Et la France est comme fascinée par ce type. Qu'on le haïsse, qu'il nous répugne, que nous l'écoutions ou non, Zemmour est de toutes les conversations. Le type monopolise les plateaux télé, publie son tract dans le Figaro, vénéré par Valeurs Actuelles. Quel espace politique occupe-t-il ? Sensiblement le même que celui de B. Mégret en 2002.

A droite du FN. Mais avec quelle force de frappe ! Quelle différence de statut : Zemmour se rêve en faiseur de reine, là où la candidature  Mégret n'avait pu empêcher Le Pen d'arriver au deuxième tour il y a de ça ... 20 ans.

L'extrême droite est en passe de contrôler l'ensemble de la sphère médiatique officielle. Toutes les chaînes d'infos françaises sont peu ou prou sur la même ligne. En tous cas, toutes sous le charme de l'objet Zemmour, personnage tout au plus sulfureux peuvent elles encore oser dire.

Sur ces mêmes chaînes, on compare sans vergogne Mein Kampf et Le Capital, et, de la gifle présidentielle aux exécutions factices de "gauchiste" par des influenceurs youtuber, les actions violentes (invasion de parlement régional, incendies de librairies, projets d'attentats...) de l'extrême droite sont systématiquement couvertes.

Zemmour et les médias de masse, sans aucune attache partisane déclarée et sur l'ensemble des canaux de la TNT (pour ne rien dire des ondes hertziennes, des "magazines" et de la presse écrite en général) , organisent méthodiquement la chasse à "l'islamogauchiste" du matin au soir.

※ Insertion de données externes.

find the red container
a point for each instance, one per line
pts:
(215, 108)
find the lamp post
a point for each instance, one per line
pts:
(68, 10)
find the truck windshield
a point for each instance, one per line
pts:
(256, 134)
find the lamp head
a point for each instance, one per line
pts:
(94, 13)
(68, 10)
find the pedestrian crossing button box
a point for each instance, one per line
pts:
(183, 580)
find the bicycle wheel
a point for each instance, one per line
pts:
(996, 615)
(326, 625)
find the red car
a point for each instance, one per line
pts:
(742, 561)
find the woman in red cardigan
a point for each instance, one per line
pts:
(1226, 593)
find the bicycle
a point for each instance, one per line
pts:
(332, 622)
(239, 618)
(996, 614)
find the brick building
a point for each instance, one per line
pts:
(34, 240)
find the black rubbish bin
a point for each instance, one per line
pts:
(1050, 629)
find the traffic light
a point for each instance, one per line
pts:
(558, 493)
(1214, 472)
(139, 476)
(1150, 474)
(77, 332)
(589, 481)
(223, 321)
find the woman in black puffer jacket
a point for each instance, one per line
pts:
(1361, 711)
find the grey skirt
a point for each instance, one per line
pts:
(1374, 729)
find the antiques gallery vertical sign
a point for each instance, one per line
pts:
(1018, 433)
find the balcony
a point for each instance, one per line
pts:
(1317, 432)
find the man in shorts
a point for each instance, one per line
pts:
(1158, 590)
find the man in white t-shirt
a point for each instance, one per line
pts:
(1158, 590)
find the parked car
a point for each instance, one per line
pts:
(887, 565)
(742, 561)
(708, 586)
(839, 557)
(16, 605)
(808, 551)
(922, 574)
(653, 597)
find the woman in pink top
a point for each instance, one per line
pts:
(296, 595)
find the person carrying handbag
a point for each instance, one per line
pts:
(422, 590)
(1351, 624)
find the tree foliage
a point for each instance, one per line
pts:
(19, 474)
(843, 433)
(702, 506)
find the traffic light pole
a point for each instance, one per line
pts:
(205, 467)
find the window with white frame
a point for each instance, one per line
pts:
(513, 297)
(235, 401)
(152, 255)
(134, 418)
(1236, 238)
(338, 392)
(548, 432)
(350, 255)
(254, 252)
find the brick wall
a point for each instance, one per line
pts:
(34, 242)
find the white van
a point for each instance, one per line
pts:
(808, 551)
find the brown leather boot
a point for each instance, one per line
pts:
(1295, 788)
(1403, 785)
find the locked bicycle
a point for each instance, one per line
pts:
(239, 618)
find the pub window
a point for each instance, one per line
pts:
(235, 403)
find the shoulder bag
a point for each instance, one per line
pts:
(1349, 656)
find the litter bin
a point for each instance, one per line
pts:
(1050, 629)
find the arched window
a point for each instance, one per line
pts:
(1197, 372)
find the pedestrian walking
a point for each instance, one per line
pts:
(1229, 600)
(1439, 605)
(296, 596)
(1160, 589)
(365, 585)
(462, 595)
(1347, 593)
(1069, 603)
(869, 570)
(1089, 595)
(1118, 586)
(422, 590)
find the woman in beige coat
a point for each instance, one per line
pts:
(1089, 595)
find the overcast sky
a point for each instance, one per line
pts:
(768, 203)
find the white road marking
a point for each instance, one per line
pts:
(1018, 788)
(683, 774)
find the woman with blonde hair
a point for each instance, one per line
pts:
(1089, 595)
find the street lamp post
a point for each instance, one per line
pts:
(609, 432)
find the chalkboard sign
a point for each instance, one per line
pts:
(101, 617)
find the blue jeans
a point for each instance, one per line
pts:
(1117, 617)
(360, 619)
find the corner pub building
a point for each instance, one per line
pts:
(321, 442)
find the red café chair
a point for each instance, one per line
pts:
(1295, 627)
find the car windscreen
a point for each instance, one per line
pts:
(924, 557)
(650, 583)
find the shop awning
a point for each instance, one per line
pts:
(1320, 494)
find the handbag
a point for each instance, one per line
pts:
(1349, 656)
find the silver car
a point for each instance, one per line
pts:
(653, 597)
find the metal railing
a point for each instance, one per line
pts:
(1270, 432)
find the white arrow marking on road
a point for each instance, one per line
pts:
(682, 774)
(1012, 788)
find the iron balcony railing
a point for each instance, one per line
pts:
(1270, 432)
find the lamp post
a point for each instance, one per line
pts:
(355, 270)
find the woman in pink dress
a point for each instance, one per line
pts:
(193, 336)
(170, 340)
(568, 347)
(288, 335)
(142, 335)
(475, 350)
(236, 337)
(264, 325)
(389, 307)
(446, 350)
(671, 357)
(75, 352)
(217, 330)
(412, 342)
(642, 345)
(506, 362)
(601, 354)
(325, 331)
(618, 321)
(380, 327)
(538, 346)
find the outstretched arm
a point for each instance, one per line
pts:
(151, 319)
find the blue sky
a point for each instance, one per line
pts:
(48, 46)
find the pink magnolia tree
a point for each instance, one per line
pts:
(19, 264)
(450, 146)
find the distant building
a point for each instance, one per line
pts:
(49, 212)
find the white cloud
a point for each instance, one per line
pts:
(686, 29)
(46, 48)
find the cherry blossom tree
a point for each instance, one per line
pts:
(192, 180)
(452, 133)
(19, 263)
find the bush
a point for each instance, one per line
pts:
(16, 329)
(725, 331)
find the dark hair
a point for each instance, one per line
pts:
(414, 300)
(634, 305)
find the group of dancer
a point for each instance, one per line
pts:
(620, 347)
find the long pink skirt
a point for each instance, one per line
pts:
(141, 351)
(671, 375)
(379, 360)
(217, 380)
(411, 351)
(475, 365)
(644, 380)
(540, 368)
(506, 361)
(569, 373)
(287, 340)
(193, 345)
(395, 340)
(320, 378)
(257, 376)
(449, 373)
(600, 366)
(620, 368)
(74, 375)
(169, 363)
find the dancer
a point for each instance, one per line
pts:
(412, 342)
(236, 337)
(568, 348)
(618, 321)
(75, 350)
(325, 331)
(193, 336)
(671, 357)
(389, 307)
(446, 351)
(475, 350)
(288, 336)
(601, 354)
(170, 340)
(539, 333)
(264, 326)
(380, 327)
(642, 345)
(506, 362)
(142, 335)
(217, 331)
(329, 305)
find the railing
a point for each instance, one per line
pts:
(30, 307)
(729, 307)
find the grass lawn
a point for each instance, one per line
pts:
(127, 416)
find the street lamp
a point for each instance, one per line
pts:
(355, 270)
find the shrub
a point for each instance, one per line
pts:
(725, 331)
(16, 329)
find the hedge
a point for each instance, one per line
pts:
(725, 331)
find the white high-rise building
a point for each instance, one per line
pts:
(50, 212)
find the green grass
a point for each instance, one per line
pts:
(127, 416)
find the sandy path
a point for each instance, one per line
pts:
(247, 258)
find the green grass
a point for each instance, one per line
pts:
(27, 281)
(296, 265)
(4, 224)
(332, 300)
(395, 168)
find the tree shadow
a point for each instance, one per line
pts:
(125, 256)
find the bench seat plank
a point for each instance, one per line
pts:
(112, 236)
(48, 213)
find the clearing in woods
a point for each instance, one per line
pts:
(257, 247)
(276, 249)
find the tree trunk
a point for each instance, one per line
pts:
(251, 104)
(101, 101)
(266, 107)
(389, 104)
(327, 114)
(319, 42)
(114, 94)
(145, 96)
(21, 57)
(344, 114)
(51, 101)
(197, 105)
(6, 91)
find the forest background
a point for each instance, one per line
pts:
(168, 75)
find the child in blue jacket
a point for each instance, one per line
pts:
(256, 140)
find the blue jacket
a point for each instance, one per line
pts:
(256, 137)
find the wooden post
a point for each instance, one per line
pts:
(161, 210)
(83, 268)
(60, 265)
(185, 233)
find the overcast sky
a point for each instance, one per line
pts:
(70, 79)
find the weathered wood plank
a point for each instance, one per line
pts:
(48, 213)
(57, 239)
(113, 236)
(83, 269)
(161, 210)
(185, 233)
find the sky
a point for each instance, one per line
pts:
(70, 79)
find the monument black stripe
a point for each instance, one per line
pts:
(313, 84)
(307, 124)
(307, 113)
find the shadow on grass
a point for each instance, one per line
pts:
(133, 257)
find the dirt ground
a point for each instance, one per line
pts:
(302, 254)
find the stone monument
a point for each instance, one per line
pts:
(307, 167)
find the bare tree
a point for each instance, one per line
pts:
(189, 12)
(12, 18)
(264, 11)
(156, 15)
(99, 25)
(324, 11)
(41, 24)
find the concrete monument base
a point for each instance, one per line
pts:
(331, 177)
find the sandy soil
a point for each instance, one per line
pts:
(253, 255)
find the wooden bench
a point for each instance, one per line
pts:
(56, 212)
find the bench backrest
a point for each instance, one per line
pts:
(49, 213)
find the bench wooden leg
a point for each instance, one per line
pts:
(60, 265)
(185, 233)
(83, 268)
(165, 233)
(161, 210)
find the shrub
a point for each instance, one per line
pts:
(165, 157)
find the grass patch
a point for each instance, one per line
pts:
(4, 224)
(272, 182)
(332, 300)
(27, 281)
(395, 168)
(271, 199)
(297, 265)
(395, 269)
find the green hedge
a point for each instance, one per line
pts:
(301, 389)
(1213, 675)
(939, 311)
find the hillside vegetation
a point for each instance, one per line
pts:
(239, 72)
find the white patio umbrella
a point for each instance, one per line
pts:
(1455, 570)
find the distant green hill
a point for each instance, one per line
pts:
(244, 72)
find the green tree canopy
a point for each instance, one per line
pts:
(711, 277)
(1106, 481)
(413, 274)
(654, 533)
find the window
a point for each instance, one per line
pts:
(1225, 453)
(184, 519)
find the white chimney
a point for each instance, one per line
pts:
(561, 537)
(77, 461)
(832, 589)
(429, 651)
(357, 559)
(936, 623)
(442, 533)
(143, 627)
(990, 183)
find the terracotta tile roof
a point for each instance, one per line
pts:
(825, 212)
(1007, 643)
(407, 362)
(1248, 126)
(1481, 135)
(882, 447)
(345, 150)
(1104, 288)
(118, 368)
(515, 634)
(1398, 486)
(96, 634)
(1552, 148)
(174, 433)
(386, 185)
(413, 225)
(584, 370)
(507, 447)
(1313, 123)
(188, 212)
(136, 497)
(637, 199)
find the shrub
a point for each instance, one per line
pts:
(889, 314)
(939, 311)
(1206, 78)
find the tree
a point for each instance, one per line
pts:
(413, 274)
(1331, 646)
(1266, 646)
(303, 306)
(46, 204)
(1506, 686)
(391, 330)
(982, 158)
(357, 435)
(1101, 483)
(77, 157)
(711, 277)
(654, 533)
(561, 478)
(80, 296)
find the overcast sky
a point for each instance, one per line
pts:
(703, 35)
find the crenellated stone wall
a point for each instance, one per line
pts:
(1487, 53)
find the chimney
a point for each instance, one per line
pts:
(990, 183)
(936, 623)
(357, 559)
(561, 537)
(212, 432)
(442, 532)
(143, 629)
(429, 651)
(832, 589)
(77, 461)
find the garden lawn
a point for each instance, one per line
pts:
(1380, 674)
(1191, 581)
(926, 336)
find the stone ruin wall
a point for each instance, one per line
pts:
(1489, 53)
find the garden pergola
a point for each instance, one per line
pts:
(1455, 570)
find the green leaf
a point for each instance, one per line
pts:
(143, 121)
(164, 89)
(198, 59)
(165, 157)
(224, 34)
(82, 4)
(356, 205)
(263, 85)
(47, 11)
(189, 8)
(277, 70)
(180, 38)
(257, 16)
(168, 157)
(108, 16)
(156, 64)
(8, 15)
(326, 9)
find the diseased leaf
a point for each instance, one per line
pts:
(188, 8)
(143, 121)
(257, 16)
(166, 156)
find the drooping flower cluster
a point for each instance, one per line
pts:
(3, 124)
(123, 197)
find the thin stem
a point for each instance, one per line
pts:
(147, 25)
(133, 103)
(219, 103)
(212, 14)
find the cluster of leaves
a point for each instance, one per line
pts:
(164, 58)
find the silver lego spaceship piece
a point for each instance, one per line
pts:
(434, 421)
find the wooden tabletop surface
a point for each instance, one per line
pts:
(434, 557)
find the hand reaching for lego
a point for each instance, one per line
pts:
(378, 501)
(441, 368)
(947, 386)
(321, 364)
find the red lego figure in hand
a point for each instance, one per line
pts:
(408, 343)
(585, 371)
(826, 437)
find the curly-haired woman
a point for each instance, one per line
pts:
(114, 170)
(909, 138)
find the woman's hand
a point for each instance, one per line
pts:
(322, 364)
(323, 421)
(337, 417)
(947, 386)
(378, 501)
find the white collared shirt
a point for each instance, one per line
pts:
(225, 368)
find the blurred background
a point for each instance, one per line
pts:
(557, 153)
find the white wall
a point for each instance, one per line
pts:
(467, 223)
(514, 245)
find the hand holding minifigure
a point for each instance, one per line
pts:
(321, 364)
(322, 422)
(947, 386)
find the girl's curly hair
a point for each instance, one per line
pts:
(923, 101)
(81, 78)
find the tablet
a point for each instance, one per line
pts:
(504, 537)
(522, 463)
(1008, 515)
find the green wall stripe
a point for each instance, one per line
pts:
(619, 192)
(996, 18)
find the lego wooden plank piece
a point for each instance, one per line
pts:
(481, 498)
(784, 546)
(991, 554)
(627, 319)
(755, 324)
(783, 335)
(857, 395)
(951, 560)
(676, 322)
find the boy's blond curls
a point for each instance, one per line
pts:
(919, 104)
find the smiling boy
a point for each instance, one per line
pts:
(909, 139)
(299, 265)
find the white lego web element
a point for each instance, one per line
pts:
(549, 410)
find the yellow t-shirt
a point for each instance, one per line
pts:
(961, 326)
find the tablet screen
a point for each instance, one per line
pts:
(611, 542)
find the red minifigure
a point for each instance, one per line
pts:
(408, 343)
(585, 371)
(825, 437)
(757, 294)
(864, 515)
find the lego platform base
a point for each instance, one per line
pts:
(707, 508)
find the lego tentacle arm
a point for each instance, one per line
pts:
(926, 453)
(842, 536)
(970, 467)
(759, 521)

La police, largement gangrénée, fait aussi sa part du job, on se rend donc en goguette à ses manifs pour lui rendre la pareille. L'armée nous secoue, c'est chouette, ça manquait un petit coup d’État en arrière fond. Mais rassurez vous c'est pas grave, ce sont des gens qui œuvrent au redressement de la France. Vous voyez bien que c'est la gabegie,alors que diable, vous n'avez rien à craindre d'une poigne de fer. Ça passe crème.

Et sur qui tape-t-on ? Parce que si Zemmour est Dieu, je vous demande qui est le diable ? Allons réfléchissez, c'est pourtant facile, c'est le seul danger pour les oligarques de la presse puisqu'il avait réussi à rafler 7 millions de voix la fois précédente... Et oui, lui il faut le descendre, parce que malgré ses perquisitions, notre guignol en chef l'a pas réussi à l'abattre. Il a le cuir épais le Merluche. Alors cette fois-ci on va bien sûr passer la redoublée dans la machine à calomnies.

La dernière trouvaille ? Il est complotiste. Rien que ça ? Oui, normal qu'il soit complotiste puisqu'il est "islamogauchiste", stalinien, autocrate, millionnaire, franc maçon, méditerranéen, populiste, chaviste, démagogue, à la solde de Poutine, mitterrandien, et pire que tout...mélenchoniste. 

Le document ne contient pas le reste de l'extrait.